Consider default rates when assessing claims of disparate impact
Published in American Banker with Edward J. Pinto.
Consider default rates when assessing claims of disparate impact
One of us earlier this year proposed a statistical relationship essential to understanding the issue of disparate impact.
This is the relationship between each demographic group’s (1) ratio of credit approvals-credit declines, and (2) its default ratio. In the popularized data, we are always told of the inputs — approval and decline rates, but we are never told of the outcomes — default rates. With only half of the data, you can’t know what it means.
So one fundamental change would greatly enhance objectivity and clarity, while greatly reducing the uncertainty involved. We need to add to the analysis of Home Mortgage Disclosure Act mortgage origination data the actual default rates on mortgages, organized by the same demographic categories used in HMDA reporting.
Default data by HMDA category has not been readily available from typical mortgage servicing records. But now, thanks to the AEI Center on Housing Markets and Finance, we have a large sample of mortgage loans covering five years of experience to test the relationships, showing that the relevant data matching is indeed practicable and useful.
Applying the same credit standards to everybody in a non-discriminatory way, regardless of demographic group, is exactly what every lender should be doing and is what the law requires. What, however, if a lender applies exactly the same credit standards to all credit applicants, but this results in different groups having different credit approval-credit decline ratios? For example, suppose minority borrowers have lower approval rates than white borrowers, or in general, that any Group A has lower approval and higher decline rates than some Group B. Does that necessarily mean there was discrimination? No, it doesn’t. That is only half the relevant data. You cannot draw conclusions until you know what the matching loan default rates are.
In other words, we must take the default rates on the mortgages for each group and compare them to the approval-decline ratios. We also need to adjust the default rates for differences in ex-ante credit risk factors and make sure, of course, that the results are statistically significant.
If the risk-adjusted default rates for Group A are the same as for Group B, the approval-decline ratios were appropriate and fair, since they resulted in the same default outcome. Controlling and predicting defaults is the whole point of credit underwriting. If the defaults rates are equal, there is no disparate impact problem.
If the risk-adjusted default rates for Group A are higher than for Group B, then A has effectively been given easier credit than B, in spite of A’s lower approval and higher decline rates. Indeed, the origination process may have inadvertently operated in Group A’s favor. If its default rates are higher, there is no disparate impact problem for Group A.
Only if Group A’s risk-adjusted default rates are lower than Group B’s would there be evidence that A is experiencing an effectively higher credit standard, which suggests a problem.
Nobel laureate in economics Gary Becker stated the point succinctly two decades ago: “The theory of discrimination contains the paradox that the rate of default on loans approved for blacks and Hispanics by discriminatory banks should be lower, not higher, than those on mortgage loans to whites.”
If the default rates are the same or higher, in short, there is no problem — the issue arises only if they are lower.
What do the data say?
The AEI Center on Housing Markets and Finance compiled the records for and analyzed the performance of originations of FHA loans for the five years 2013 to 2017. This sample represents more than 2.7 million mortgage loans. It divides the borrowing population into two categories of white and minority (defined as black or Hispanic). The AEI Mortgage Risk Index of ex-ante credit risk is used to risk-adjust the default rates.

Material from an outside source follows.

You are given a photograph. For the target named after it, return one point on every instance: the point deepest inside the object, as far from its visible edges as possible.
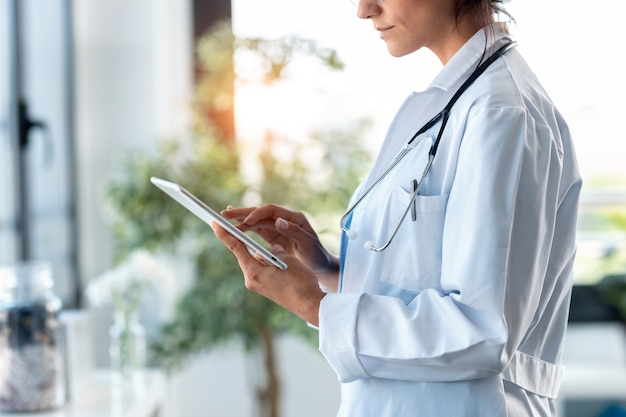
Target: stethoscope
(443, 115)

The empirical results are that credit approval rates for minorities were lower, but their default rates were significantly higher, as were their risk-adjusted default rates.

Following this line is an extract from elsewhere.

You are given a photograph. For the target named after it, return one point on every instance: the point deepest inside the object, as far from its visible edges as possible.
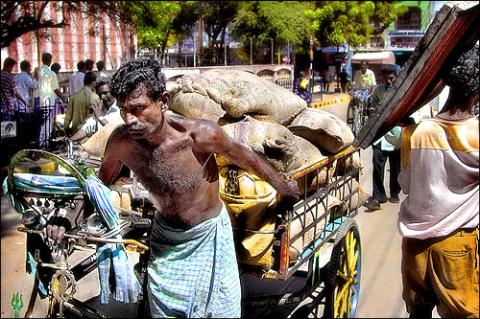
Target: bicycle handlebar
(92, 239)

In 2017, for example, the FHA approval rates for minorities were about 69.6%, compared to 77.1% for whites, but 90 day or more default rates were 2.7% for minorities, compared to 1.6% for whites; risk-adjusted default rates were 2.5% compared to 1.6%, respectively. In 2013, the first year of the data, approval rates were 65.2% for minorities and 73.9% for whites, but default rates were 12.4% for minorities compared to 9.2% for whites, and risk-adjusted default rates were 11.5% compared to 9.2%, respectively.
This same pattern is true in all the intermediate years. The data is summarized in the charts below.
Thus there is no indication of a disparate impact issue in the aggregate because the relevant default rates for minorities are in all cases higher, showing no bias in the credit decisions. There would only be an issue if their default rates were lower.
We conclude that this mode of analysis shows the way to address the disparate impact question on an objective basis. The encouragement to use this analysis should be written into the disparate impact regulations of the Department of Housing and Urban Development, and it should be required as part of any government report on the issue.